I've been trying to train agents to achieve a non-Markovian task in a modified version of PettingZoo's Waterworld. In the task, I have two pursuers (the agents I'm training) and three evaders. I won't go deep into detail, but the task consists in the following: in the first "stage", one pursuer has to catch a specific evader, in the second stage the second pursuer has to catch a(nother) specific evader, and in the final stage the two pursuers have to catch together (i.e., at the same time) the last evader. I provide agents with small rewards every time they achieve one stage of the task, and then give them a larger reward at the end of the task.
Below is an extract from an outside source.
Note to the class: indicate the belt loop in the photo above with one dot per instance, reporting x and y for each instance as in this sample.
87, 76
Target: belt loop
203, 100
To make the task non-Markovian, agents don't have access to the current stage of the task.
I've been training agents using the Ray RLlib implementation of PPO and, very surprisingly, the agents eventually manage to achieve the task. I'll be honest in saying that I wasn't really expecting this: admittedly, their performance isn't the greatest, but they still manage to achieve the task, which I thought wouldn't have been possible with (Ray RLlib's) vanilla PPO. I've also tried disabling GAE (as I found a comment on Reddit saying that it can help in dealing with non-Markovianity (?)), but the agents still managed to learn how to complete the task.
My question is the following: assuming that there are no bugs in my implementation, is there an intuitive explanation as to why PPO is able to solve such task? Is it that the task is too simple?